Malaysia submarine deal: Political analyst says $47 million payment not used to bribe

Malaysia submarine deal: Political analyst says $47 million payment not used to bribe
PHOTO: The Straits Times

PETALING JAYA: Political analyst Abdul Razak Baginda said that while he was paid €30million (S$47 million) to act as a consultant in the Scorpene submarine deal in 2002, none of the money was used to bribe officials.

Abdul Razak told the Financial Times that he was paid the sum to consult on the French deal, lobby for it and oversee the eight years of its execution.

"It was a legitimate agreement. I did my job and I got paid for it.

"And I never paid any official," Abdul Razak said.

The US$1.2 billion (S$1.69 billion) arms deal has been riddled with allegations of corruption and kickbacks.

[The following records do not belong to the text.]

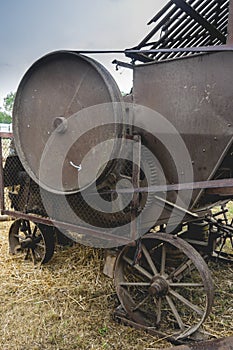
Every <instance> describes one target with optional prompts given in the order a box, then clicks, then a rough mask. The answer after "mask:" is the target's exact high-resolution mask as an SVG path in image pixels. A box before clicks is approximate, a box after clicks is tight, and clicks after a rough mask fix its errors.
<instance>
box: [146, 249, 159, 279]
mask: <svg viewBox="0 0 233 350" xmlns="http://www.w3.org/2000/svg"><path fill="white" fill-rule="evenodd" d="M142 251H143V254H144V255H145V258H146V260H147V262H148V264H149V266H150V268H151V270H152V272H153V274H154V275H157V274H158V271H157V269H156V267H155V264H154V262H153V260H152V258H151V256H150V253H149V252H148V250H147V249H146V247H145V245H144V244H142Z"/></svg>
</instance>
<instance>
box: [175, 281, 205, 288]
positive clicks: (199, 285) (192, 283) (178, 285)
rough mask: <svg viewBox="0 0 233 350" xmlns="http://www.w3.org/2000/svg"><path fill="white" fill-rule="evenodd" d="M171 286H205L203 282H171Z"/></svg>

Abdul Razak, who is now the director of British-based charity Islamic Peace Foundation, added that he had never been a paid adviser to Prime Minister Datuk Seri Najib Tun Razak, who was Defence Minister at the time.

He said that he had written speeches for Najib and had accompanied him on foreign trips, but had rarely talked to him about the submarine deal.

Abdul Razak was responding to the indictment of Thales Inter-national Asia's former president Bernard Baiocco last December for active bribery of foreign public officials.

The London-based newspaper also reported that the Paris prosecutor's office confirmed Baiocco had been placed under formal investigation on suspicion of "bribery of foreign public officials" and "complicity in misuse of corporate assets".

The inquiry relates to the sale of the pair of Scorpene-class attack submarines from a joint venture between Thales and defence company DCN, now called DCNS.